IT'S WHO YOU KNOW 

Like a Record, Baby

Though it should come as no surprise to those of you who have endured my insufferable prose over the last few months, allow me make matters all the more translucent: I am not what you might call a "reader" of "books." You might think this a slight handicap in my line of work--as a "writer" of "words"--and in that thought you would be invariably correct. And while I will admit a certain respect for those with the patience to wade through volumes thick and fanciful, I don't envy them--as my crass lack of intellectual refinement allows me that much more time to read record reviews and listen to records. The rather frequent exception to the book rule, however, tends to surface when I have exhausted the information I can glean from record sleeves and the Internet--in which case I am prompted (read: forced) to indulge in nonfiction of the biographical variety.

It was in this desperation that I initially approached the 33 1/3 series--a collection of novellas Continuum Books began publishing way back in 2003. The books--22 in all, written by a variety of journalists (Steve Matteo, Michaelangelo Matos, Douglas Wolk, Mercury contributor Mike McGonigal), musicians (the Decemberists' Colin Meloy, Pernice Brother Joe Pernice, Nothing Painted Blue's Franklin Bruno, etc. ) and other notables--are titled things like Sign 'O' the Times and Let It Be to correspond with albums of some great personal importance to their particular authors.

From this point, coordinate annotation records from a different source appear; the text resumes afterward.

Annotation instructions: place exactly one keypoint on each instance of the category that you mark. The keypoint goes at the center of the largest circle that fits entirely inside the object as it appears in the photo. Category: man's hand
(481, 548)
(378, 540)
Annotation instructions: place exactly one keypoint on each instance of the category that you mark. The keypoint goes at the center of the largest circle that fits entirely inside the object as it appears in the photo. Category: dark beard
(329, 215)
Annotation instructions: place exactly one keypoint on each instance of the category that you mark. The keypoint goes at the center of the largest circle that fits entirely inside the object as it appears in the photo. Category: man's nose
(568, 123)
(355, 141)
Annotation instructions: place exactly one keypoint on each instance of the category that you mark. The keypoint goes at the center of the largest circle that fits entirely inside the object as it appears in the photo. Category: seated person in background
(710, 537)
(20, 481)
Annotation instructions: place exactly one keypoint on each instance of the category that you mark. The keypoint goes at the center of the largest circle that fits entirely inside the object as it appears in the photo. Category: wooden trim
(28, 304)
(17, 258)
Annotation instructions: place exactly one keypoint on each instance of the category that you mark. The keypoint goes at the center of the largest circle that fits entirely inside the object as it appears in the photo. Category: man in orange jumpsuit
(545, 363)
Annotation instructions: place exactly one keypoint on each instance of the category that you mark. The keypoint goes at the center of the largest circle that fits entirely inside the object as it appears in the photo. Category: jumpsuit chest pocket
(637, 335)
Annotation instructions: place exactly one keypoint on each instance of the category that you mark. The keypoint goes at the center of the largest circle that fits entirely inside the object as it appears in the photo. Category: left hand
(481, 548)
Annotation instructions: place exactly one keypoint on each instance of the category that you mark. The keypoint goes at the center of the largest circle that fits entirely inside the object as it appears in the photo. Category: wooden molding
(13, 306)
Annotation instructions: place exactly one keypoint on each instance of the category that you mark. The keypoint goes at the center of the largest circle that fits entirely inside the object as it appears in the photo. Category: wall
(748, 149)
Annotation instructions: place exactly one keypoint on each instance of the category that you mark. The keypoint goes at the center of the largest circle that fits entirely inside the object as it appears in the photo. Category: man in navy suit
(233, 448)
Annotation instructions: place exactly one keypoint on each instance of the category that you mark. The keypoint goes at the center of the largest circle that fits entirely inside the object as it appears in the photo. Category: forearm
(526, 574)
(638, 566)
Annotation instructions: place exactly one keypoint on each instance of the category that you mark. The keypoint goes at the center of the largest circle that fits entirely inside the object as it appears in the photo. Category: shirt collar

Moved (for reasons evident) to pick up a copy of Pernice's Meat Is Murder last year, I was taken aback to find not a dutiful exploration of Andy Rourke's drug habit, nor an exhaustive list of studio techniques and sessions, but instead, a sappy work of (gulp) teenage Fiction. Despite my professed aversion to literature's form as a whole, the book was relatively engrossing, at least enough to compel me through it in the window of a few hours. Furthermore, it introduced me to 33 1/3's compelling potential: a sort of open-ended editorial philosophy that welcomes the biographical, autobiographical, fictional, or any amalgam of the lot. In doing so, the series quietly breathes some life into the world of music fanaticism--thoughtful explorations of the power of music that, in length alone, transcend some of the vain self congratulations of folks like Greil Marcus and Nick Hornby. Sure, there's a good deal of indulgence within, but propelled and consumed by a mercurial obsession with single, specific articles as they are, the works feel more like an explosion of sincere, humbled appreciation than anything else. As with any such series, the results vary widely--but at roughly 115 pages per volume, the investment is more often than not justifiable. Hell, I can even finish them--and that's saying something.

Colin Meloy, Michaelangelo Matos, Douglas Wolk, and Mike McGonigal read and discuss their contributions to the 33 1/3 series Monday, Jan 10th at Powell's on Burnside, 7:30 pm.